Monitoring Drupal sites with Munin
One of the applications I've been working with recently is the Munin monitoring tool. Its homepage describes it simply:
Munin is a networked resource monitoring tool that can help analyze resource trends and "what just happened to kill our performance?" problems. It is designed to be very plug and play. A default installation provides a lot of graphs with almost no work.
Getting Munin set up on an Ubuntu server is very easy. (One caveat: a lot of new plugins require the latest version of Munin, which is only available in Ubuntu 10.) Munin works on a "master" and "node" structure, the basic idea being:
- On a cron, the master asks all its nodes for all their stats (usually via port 4949, so configure your firewall accordingly).
- Each node server asks all its plugins for their stats.
- Each plugin dumps out brief key:value pairs.
- The master collects all the data and compiles graphes as images on static HTML pages.
Its simplicity is admirable: Each plugin is its own script, written in any executable language. There are common environment variables and output syntax, but otherwise writing or modifying a plugin is very easy. The plugin directory is called Munin Exchange. (The latest version of each plugin isn't necessarily on there, though: in some cases searching for the plugin name brought up newer versions on Github.)

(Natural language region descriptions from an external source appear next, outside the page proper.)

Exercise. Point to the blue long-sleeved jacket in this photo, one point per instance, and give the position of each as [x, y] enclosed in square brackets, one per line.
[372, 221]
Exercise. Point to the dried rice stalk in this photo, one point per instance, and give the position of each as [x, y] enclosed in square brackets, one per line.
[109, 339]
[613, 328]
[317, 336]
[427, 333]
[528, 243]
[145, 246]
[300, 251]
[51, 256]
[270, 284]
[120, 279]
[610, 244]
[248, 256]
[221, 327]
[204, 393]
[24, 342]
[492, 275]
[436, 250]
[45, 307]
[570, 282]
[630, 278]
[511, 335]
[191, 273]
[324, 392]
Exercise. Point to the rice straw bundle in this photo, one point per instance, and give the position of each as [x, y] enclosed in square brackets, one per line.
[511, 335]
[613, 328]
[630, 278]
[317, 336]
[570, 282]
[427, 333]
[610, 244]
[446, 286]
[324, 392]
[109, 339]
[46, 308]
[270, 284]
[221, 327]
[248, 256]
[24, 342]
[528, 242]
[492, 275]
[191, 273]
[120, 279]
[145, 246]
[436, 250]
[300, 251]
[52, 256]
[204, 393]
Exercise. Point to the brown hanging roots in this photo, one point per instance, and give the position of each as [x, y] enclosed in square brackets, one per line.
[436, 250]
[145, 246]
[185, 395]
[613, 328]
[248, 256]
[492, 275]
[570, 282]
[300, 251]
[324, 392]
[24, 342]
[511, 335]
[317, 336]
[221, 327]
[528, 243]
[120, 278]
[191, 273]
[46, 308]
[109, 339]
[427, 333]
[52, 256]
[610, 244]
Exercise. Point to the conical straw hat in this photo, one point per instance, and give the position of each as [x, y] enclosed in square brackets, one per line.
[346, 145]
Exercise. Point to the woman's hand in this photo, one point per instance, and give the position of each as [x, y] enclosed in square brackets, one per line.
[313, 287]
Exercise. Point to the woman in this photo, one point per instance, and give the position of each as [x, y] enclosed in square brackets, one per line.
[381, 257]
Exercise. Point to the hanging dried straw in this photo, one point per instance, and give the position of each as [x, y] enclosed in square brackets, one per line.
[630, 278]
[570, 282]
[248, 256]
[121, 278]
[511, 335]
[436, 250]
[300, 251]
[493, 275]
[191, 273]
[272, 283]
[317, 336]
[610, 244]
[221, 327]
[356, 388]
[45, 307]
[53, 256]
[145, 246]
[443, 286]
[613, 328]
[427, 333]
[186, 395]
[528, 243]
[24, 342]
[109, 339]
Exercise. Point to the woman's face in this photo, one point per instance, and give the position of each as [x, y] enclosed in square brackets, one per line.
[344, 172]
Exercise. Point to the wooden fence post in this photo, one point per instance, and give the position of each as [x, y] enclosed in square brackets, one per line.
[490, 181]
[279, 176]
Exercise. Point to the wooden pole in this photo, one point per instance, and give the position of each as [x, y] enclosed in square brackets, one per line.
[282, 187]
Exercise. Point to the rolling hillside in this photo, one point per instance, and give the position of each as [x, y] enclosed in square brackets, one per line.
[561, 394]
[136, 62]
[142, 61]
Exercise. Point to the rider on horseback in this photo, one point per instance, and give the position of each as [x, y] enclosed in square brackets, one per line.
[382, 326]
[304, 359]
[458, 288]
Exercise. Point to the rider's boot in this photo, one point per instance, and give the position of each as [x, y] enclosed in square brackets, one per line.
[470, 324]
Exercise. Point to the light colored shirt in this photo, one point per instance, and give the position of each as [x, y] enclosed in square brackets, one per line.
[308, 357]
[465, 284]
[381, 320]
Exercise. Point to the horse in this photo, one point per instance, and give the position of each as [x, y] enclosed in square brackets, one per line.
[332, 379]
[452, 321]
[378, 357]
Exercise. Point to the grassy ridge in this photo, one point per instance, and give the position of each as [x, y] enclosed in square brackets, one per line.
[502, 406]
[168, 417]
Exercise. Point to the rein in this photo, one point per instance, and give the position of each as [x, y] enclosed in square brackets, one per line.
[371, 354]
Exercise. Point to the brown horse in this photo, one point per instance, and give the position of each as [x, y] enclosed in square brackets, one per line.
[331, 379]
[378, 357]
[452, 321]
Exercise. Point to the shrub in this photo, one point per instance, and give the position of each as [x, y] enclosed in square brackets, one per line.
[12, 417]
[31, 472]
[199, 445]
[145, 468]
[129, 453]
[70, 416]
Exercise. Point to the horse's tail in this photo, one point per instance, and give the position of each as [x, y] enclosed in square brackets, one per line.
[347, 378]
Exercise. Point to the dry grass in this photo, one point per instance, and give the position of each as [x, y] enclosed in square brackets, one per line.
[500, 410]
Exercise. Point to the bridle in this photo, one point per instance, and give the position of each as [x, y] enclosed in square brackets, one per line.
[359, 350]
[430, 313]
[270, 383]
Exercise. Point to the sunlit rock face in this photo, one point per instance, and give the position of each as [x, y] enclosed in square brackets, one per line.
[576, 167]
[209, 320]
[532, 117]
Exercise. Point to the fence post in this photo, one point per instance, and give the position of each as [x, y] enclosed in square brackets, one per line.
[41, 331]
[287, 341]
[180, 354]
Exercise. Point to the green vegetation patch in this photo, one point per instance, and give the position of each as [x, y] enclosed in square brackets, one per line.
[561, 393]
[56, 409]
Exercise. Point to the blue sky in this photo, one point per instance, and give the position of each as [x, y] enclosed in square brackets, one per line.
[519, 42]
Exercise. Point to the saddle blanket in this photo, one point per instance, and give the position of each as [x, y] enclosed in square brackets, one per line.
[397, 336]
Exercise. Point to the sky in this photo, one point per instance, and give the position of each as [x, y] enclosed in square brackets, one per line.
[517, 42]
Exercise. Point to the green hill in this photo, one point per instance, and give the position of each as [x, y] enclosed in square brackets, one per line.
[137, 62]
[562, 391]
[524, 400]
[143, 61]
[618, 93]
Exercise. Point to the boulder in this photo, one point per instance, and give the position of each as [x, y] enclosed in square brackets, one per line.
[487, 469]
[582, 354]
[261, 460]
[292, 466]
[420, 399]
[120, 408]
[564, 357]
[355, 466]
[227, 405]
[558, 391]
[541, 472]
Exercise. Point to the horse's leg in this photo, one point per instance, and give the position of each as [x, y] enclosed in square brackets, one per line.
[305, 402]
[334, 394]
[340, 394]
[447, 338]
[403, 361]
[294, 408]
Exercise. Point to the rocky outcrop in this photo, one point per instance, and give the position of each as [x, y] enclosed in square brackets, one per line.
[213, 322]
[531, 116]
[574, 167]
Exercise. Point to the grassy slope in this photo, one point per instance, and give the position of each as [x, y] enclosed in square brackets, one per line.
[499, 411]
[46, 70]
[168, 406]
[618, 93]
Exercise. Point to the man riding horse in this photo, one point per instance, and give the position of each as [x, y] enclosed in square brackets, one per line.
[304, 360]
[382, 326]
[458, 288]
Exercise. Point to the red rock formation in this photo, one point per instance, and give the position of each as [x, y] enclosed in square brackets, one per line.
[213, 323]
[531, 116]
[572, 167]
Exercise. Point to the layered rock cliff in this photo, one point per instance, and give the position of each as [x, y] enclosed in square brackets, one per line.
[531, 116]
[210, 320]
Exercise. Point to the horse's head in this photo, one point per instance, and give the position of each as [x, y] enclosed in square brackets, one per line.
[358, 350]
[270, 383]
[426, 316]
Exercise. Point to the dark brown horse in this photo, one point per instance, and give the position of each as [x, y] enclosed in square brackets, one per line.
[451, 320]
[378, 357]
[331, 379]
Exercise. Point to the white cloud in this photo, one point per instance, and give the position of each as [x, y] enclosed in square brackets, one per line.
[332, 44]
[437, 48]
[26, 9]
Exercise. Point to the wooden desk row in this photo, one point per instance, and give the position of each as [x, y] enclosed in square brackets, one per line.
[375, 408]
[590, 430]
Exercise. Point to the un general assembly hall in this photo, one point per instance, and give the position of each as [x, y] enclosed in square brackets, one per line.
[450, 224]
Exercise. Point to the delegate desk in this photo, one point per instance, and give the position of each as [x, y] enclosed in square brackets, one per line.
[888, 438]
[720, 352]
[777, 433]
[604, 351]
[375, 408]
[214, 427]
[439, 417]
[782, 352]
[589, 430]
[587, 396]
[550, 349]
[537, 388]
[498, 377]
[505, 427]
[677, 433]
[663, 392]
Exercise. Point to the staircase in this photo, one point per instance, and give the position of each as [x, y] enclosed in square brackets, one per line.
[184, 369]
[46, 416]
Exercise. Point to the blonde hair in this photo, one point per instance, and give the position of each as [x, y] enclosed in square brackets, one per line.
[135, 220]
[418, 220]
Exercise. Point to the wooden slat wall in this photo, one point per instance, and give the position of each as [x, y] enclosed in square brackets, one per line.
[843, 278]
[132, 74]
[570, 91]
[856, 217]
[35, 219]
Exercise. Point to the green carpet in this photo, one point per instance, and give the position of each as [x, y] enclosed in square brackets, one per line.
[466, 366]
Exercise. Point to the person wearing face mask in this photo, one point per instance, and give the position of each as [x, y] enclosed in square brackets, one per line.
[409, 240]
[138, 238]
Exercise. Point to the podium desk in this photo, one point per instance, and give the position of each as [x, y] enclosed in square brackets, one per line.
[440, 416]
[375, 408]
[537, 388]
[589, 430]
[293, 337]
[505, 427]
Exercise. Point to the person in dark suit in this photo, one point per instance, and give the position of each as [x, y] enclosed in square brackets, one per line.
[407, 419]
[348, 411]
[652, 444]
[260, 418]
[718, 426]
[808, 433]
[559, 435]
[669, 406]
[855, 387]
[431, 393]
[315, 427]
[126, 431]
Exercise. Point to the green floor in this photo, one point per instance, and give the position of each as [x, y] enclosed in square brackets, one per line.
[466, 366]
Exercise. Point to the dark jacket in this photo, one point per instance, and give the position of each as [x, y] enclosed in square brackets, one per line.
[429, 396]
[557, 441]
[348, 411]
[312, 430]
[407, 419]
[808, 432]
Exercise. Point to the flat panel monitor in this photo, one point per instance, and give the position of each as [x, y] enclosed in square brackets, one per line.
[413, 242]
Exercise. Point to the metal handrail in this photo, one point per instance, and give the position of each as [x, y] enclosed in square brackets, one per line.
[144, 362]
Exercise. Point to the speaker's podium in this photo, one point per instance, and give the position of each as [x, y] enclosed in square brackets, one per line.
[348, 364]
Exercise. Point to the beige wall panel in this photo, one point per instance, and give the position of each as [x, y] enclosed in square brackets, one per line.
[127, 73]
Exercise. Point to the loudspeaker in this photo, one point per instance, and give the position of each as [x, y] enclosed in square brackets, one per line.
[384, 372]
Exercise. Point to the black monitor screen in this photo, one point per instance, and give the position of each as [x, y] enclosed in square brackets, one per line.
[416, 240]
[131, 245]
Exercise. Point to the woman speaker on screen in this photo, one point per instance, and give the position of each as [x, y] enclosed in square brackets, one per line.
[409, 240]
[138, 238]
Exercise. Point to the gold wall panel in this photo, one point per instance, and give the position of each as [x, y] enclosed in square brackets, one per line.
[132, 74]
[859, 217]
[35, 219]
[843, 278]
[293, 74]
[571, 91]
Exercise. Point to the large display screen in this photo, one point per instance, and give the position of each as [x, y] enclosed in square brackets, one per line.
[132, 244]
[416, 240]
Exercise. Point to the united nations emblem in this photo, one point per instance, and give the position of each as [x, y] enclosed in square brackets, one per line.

I set up Munin for two reasons: 1) get notifications of problems, 2) see historical graphs to spot trends and bottlenecks. I have Munin running on a dedicated monitoring server (also running Jenkins), since notifications coming from the web server wouldn't be much use if the web server went down. It's currently monitoring three nodes (including itself), giving me stats on memory (total and for specific processes), CPU, network traffic, apache, mysql, S3 buckets, memcached, varnish, and mongodb. Within a few days of it running, a memory leak on one server became apparent, and the "MySql slow query" spikes that coincide with cron (doing a bunch of stats/aggregation) are illuminating.
None of this is Drupal specific, but graphing patterns in Drupal simply requires a plugin, and McGo has fortunately given us a Munin module that provides just that. (The package includes two modules: Munin API to define stats and queries, and Munin Defaults with some basic node and user queries.) I asked for maintainer access and modified it a little - the 6.x-2.x branch now uses Drush for database queries rather than storing the credentials in the scripts, for example. The module generates the script code which you copy to files in your plugins directory.
Conclusions so far: getting Munin to show you graphs on all the major stats of a server takes a few hours (coming at it as a total beginner). Setting up useful notifications is more complicated, though, and will probably have to evolve over time through trial and error. For simple notifications on servers going down, for example, it's easier to set up a simple cron script (on another server) with curl
and mail
, or use the free version of CloudKick. Munin's notifications are more suited to spotting spikes and edge cases.